The City of Nice invites you to discover the exhibition « Mirkine par Mirkine : Photographes de Cinéma » at the Musée Masséna. Irreplaceable witnesses of a great era of French cinema, intimately linked to the City of Nice and to the Studios de la Victorine for which they played a major role, Léo and Siki Mirkine (father and son) have built in half a century a collection of rare and intimate images. They thus experienced and then recreated from the inside the shooting of 150 essential films of the 7th art, a large part of which were filmed at the Studios de la Victorine and are the greatest masterpieces of French and world cinema and thanks to which they were able to approach the biggest stars and express their talent as photographers.
Léo Mirkine is the photographer of the 7th art with an extraordinary destiny closely linked to the history of Nice, in the port of which he arrived almost a century ago, fleeing the Bolshevik Revolution.
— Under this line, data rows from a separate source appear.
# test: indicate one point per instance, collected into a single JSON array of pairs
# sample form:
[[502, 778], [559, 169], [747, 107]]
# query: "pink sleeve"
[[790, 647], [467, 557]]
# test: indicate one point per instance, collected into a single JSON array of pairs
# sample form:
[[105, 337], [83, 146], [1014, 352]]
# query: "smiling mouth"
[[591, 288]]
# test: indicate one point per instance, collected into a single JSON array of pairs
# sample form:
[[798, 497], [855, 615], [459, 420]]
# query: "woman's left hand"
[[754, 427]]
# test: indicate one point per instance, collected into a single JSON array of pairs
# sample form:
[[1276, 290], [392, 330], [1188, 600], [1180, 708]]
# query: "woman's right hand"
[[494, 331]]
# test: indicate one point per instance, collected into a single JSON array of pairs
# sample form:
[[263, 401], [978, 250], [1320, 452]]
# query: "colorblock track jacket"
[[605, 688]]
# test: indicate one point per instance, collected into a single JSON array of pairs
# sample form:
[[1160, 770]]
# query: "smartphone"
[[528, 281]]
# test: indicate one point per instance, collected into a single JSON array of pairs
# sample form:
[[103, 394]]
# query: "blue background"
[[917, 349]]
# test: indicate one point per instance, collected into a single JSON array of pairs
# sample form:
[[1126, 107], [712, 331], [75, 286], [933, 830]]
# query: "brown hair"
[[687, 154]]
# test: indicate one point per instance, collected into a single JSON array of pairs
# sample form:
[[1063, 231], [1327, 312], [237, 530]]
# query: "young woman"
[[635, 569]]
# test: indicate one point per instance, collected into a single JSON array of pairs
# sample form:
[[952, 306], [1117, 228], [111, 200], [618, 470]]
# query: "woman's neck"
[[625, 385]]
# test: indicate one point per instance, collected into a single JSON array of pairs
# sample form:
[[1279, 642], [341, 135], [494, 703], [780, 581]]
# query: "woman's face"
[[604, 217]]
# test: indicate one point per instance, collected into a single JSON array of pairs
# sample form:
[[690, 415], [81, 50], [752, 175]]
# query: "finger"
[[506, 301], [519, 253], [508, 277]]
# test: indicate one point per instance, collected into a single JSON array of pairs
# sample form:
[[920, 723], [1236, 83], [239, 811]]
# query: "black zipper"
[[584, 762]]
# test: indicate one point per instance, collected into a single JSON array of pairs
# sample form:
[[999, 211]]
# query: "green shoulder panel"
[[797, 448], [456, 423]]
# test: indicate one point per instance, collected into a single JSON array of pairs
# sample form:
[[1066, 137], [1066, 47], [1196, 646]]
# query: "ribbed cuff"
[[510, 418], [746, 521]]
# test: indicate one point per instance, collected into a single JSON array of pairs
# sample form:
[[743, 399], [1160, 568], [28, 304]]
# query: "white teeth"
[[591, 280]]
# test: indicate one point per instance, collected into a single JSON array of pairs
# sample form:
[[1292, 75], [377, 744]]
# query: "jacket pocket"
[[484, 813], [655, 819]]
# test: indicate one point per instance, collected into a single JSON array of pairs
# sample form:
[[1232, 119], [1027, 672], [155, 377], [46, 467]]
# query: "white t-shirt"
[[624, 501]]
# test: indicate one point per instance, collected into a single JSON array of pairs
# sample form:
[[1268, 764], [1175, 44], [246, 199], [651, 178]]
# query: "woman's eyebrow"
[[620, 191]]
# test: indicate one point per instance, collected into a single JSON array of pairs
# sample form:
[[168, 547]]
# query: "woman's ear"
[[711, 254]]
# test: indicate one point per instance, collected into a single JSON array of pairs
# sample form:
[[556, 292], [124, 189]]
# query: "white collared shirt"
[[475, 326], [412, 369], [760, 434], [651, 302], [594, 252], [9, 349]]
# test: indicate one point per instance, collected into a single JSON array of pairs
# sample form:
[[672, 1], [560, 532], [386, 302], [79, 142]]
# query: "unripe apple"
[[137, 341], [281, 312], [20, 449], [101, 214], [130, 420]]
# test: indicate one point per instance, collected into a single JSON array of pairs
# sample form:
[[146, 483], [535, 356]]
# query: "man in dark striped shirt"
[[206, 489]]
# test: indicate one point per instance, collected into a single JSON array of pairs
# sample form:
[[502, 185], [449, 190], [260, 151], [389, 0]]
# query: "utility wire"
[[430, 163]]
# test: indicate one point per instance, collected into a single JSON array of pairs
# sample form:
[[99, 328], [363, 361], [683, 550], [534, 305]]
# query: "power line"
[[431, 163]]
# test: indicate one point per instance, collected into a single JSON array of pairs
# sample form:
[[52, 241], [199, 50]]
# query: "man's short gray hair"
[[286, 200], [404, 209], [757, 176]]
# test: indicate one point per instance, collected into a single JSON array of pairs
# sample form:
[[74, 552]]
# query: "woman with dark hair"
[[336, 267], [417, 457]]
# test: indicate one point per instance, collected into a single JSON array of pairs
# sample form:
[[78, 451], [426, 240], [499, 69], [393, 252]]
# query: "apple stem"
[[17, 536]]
A graduate of Fine Arts and a polyglot, he also studied architecture in Paris. While developing his passion for photography, he quickly turned to cinema. First an extra, his extraordinary personality and charisma made him stand out from the crowd. He became an assistant decorator before asserting himself as a still photographer. In 1940, he opened a store in Nice, “Tout pour le Cinéma et la Photo”, alternating reportages, portraits and forays on the neighboring sets of the legendary Studios de la Victorine. Resistant from the start, he turned his shop into a letterbox for resistance movements, where identity photos and false papers were produced. Despite the turmoil of this period, Mirkine did not flee the sets, however, as he was found on the set of films such as Les Visiteurs du Soir (1942) or Les Mystères de Paris (1943). Léo Mirkine also speaks far from the field. An esthete passionate about the female nude, he became one of the first reporters lucid about the situation in Africa and the post-war USSR.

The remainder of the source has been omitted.